By Sepimour2, in Sid Meier's Civilization: The Board Game

Hi,

We had an interesting scenario week or so ago where 2 players were playing an advanced tie-breaker variant.

Player 1 and 2 both achieved their respective victory conditions during their City Management phases.

Player 1 managed to secure 15 coins and player 2 jumped to the top of the culture track.

During the movement phase Player 2 moved a figure forward one space to be withing range of a great person in one of Player 1's cities and then played a culture event card to destroy said great person, robbing Player 1 of the precious coin that the great person provided. Player 2 then played a culture card in response to destroy Player 1's figure arguing that this would counter his culture event, because with the figure destroyed Player 1's culture card would no longer be valid.

The question then was if you can play a non-counter culture card in response to another culture card. All we could see in the rules was that a Cancel can cancel another cancel card. There was no mention of which order culture cards resolve in.

Does Player 2 destroy the great person robbing Player 1 of his/her coin to win a culture victory or does Player 1 win by his card resolving first and then winning by the advanced tie-breaker calculation (which would have been the case).

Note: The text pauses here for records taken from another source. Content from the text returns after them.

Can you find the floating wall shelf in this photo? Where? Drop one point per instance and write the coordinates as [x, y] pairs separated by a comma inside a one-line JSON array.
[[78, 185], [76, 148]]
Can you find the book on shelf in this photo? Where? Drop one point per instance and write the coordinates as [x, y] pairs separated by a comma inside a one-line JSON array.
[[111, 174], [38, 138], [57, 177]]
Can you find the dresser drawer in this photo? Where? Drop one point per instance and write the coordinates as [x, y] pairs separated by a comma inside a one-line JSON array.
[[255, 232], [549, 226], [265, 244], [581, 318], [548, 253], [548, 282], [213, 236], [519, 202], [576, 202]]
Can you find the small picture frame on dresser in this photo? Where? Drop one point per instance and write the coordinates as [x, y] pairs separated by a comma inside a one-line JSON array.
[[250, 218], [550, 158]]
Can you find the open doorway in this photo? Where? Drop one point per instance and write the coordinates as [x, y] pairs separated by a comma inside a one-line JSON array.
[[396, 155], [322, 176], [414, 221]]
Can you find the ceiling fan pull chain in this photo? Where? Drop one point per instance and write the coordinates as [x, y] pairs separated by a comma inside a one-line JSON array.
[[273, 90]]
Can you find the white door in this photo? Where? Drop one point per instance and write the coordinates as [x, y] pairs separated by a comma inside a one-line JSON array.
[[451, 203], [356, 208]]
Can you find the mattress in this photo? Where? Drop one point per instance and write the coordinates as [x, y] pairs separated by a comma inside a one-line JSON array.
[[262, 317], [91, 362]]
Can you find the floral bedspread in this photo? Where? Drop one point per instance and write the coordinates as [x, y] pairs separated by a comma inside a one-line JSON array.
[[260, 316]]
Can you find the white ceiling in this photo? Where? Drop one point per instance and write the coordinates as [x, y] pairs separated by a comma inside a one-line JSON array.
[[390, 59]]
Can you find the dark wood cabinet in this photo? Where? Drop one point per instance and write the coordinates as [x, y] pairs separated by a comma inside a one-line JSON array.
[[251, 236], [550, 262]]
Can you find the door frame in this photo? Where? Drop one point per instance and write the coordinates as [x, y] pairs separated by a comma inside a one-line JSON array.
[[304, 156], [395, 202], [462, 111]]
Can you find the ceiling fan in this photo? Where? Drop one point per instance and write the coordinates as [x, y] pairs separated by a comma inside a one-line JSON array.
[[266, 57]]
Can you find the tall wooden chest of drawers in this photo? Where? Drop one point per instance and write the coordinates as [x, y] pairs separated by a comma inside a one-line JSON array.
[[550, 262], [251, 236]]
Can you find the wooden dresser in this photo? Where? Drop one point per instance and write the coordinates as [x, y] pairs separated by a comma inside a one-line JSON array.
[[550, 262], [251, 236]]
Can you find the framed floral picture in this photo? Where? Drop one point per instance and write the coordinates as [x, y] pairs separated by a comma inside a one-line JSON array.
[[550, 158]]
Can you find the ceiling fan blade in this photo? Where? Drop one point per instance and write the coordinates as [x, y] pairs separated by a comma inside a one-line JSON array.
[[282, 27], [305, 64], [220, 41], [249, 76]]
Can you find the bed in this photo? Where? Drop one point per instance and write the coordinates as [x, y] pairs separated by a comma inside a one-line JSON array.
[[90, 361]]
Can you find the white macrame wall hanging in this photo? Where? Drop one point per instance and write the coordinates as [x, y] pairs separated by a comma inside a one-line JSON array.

Was a great game to be part of nonetheless :)

Hi Sepimour,

I don't particularly regard myself as an expert in Civ, having only played a few times, but I will do my best to help. At worst someone might see I'm wrong and correct me and we'll both learn something!

First, I assume that Player 1 (P1) wanted to play a card that interrupts movement*. I would say that this has to be played within a reasonable time of player 2 (P2) moving his figure. What "reasonable" means is really up to your group to decide. If P1 doesn't react to P2's movement despite having had adequate time to do so then I would say the opportunity is lost and he cannot play the card in response to P2's card (he wouldn't be interrupting movement, he would be interrupting the playing of a culture card).

However , if P1 has reached 15 coins at any time during his or her turn then P1 qualifies for an economic victory even if he or she has fewer coins at the end of the turn. Therefore it would still go to a tiebreaker and, if after losing his or her coins P1 is still ahead, he or she is the winner.

So far as I am aware this is an official ruling from Kevin Wilson, the game designer, and can be found on BGG in the rules forum under "The Civilization Bible of Rulings and Clarifications".

Hopefully this is helpful and if someone sees that I'm wrong then please let me (and you) know.

* If the card doesn't say it interrupts movement I think that you can only play it in your own movement phase. If it says any time then I'm not sure (I don't have the deck in front of me so I'm not sure if that situation could ever happen).

Thank you for the reply!

Your explanation makes perfect sense and we came to the same conclusion, but just didn't know about the economic victory still being valid.

"The Civilization Bible of Rulings and Clarifications" will be printed out and added to my game box.